Finally, to explore potential mediation effects of maternal GWG on infant body composition, we performed simple mediation analyses using the PROCESS macro version 3.5, with 5000 bias‐corrected bootstrap samples and 95% confidence intervals, in SPSS (IMB SPSS statistics, version 26, IBM Corp., Armonk, NY). As illustrated in Figure 1, mediation was assessed by the indirect effect of group allocation (independent variable) on infant body composition (dependent variable) through maternal GWG.

FIGURE 1

Diagram illustrating the mediation analyses. Pathway c shows the association between independent (group allocation) and dependent variable (infant body composition). The indirect effect pathway follows a × b, and c′ is the direct effect pathway

RESULTS

Participants

The flowchart of the HealthyMoms trial from baseline to the measurement 1–2 weeks postpartum is shown in Figure 2. In total, 305 women completed baseline measures in gestational week 14 (intervention = 152; control = 153), and 271 women also completed the follow‐up measurement in gestational week 37 (intervention = 134; control = 137).

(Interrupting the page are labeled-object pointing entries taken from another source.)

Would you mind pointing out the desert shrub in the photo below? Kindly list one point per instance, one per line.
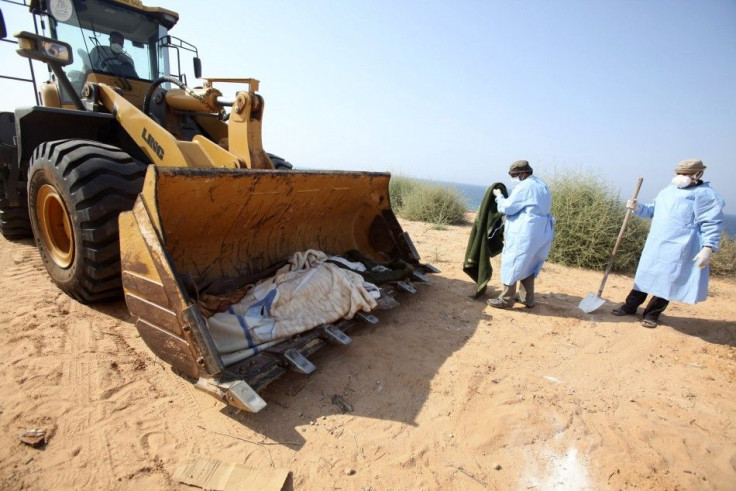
(723, 262)
(425, 202)
(398, 188)
(589, 215)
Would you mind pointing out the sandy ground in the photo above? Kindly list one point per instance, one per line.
(446, 392)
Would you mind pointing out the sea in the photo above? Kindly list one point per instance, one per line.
(474, 193)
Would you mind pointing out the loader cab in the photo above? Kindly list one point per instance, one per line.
(92, 27)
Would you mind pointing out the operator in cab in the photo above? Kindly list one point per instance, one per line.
(113, 59)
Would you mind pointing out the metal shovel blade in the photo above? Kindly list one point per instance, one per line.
(590, 303)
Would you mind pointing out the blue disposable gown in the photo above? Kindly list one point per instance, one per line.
(528, 231)
(683, 221)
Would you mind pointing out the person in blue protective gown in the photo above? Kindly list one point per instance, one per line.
(528, 232)
(687, 220)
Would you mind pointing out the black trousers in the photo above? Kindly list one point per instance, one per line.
(653, 309)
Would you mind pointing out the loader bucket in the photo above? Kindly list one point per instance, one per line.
(194, 228)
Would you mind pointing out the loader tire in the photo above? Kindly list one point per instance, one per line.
(76, 190)
(14, 220)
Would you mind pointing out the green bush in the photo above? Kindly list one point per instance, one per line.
(432, 203)
(723, 262)
(589, 217)
(398, 188)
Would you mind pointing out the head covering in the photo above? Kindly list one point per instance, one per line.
(690, 166)
(116, 37)
(520, 166)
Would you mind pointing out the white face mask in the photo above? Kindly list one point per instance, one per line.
(682, 181)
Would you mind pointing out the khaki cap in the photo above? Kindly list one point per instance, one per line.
(690, 166)
(520, 166)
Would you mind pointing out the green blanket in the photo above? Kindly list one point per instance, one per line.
(481, 245)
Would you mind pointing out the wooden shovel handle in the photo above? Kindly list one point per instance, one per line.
(620, 237)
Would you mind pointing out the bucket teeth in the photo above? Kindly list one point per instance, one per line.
(371, 319)
(406, 286)
(334, 335)
(234, 392)
(420, 277)
(299, 362)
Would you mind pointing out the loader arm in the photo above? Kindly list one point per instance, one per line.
(245, 149)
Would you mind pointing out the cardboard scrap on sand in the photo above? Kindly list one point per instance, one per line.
(215, 475)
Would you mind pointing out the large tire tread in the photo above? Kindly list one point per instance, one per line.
(15, 223)
(97, 182)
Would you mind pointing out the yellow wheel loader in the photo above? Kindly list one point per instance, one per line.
(134, 183)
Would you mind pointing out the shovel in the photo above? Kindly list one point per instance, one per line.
(592, 301)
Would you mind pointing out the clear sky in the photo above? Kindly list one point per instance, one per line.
(456, 91)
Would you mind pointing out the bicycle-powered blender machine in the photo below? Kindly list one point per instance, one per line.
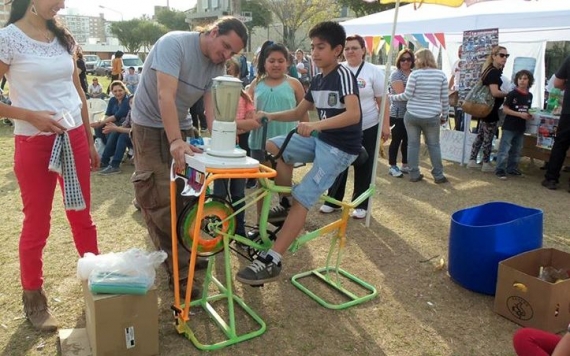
(207, 224)
(222, 151)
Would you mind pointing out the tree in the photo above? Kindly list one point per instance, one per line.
(174, 20)
(126, 33)
(363, 8)
(298, 14)
(260, 14)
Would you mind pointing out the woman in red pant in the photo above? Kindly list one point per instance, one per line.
(534, 342)
(52, 134)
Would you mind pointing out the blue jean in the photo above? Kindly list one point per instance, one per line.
(117, 144)
(510, 148)
(328, 163)
(430, 127)
(233, 193)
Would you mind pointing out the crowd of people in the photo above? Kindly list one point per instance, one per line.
(347, 97)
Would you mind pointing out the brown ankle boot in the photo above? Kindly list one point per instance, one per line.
(37, 311)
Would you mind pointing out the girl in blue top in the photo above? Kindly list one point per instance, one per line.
(273, 90)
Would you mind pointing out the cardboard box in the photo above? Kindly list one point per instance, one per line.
(543, 305)
(122, 324)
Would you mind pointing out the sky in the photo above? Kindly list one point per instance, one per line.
(129, 9)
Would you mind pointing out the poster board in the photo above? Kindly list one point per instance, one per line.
(451, 143)
(477, 45)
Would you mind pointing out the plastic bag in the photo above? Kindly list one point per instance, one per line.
(129, 272)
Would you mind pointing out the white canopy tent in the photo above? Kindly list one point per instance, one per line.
(527, 23)
(524, 28)
(537, 19)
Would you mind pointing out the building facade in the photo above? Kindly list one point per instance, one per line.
(4, 13)
(86, 29)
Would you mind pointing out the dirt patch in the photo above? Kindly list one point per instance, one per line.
(418, 310)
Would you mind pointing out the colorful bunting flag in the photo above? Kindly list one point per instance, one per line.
(441, 38)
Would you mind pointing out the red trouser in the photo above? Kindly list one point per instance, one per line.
(534, 342)
(37, 188)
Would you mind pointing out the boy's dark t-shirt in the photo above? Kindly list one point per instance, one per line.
(519, 102)
(494, 77)
(327, 93)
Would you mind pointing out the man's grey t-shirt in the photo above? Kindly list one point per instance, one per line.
(177, 54)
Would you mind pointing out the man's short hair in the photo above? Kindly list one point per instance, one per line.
(329, 31)
(227, 24)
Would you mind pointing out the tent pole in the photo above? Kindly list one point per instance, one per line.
(382, 111)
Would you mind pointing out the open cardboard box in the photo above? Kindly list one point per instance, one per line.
(121, 324)
(539, 304)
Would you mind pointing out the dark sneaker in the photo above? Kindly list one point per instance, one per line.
(279, 213)
(417, 179)
(441, 180)
(501, 175)
(109, 170)
(262, 270)
(550, 184)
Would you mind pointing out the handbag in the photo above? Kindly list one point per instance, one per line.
(479, 101)
(454, 98)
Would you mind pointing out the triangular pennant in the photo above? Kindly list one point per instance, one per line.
(441, 38)
(401, 39)
(410, 38)
(421, 40)
(431, 38)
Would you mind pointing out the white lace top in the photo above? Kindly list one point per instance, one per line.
(40, 76)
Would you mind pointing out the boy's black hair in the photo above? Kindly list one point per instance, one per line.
(528, 74)
(329, 31)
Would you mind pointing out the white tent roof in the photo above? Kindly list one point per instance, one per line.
(546, 20)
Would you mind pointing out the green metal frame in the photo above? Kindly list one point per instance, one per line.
(228, 327)
(331, 275)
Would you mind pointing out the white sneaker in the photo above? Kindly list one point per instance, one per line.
(325, 209)
(473, 164)
(394, 171)
(359, 213)
(487, 167)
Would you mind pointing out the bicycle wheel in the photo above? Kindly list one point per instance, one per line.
(214, 224)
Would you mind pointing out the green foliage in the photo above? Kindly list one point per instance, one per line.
(363, 8)
(261, 15)
(150, 32)
(174, 20)
(137, 33)
(300, 14)
(127, 35)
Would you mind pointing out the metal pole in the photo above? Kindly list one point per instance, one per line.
(382, 110)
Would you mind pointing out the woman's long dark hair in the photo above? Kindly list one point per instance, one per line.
(19, 8)
(267, 48)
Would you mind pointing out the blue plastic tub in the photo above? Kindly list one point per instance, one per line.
(482, 236)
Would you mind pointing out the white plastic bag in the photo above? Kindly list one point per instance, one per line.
(129, 272)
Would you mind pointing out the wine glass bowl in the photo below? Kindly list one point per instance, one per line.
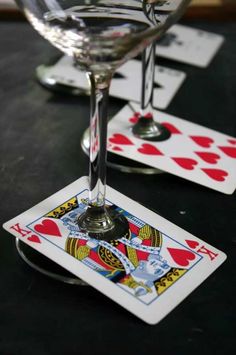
(101, 35)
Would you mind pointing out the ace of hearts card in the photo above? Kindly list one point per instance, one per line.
(148, 271)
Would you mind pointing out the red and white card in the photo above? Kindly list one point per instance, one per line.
(189, 45)
(193, 152)
(148, 272)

Of these 271 women, 14 participants dropped out prior to the postpartum measurement due to personal reasons (n = 4), premature birth (n = 1), complications after delivery (n = 7) or unknown reasons/no contact (n = 2), resulting in that 257 mother–infant pairs returned for the measurement 1–2 weeks postpartum. For the complete case analysis, 10 mother–infant pairs were excluded due to the following reasons: infant hip dislocation (n = 2) or other conditions (n = 2), or that the measurements were not performed according to the PeaPod protocol (n = 6) (n = 247).

FIGURE 2

The flow of the HealthyMoms trial from baseline in early pregnancy until follow‐up 1–2 weeks postpartum

The women were on average 31.4 (SD 4.1) years of age, 78.5% (194/247) had a university degree, 56.3% (139/247) were primiparous and gained on average 10.7 (SD 3.2) kg between baseline and follow‐up in gestational week 37. Regarding infant characteristics at birth, average gestational age at birth was 40.2 (SD 1.2) weeks, 54.3% (134/247) were boys, and the average weight and length at birth were 3.53 (SD 0.46) kg and 50.4 (SD 2.0) cm, respectively. As shown in Table 1, maternal and infant characteristics were similar in the intervention and the control group.

TABLE 1

Maternal and infant characteristics (n = 247)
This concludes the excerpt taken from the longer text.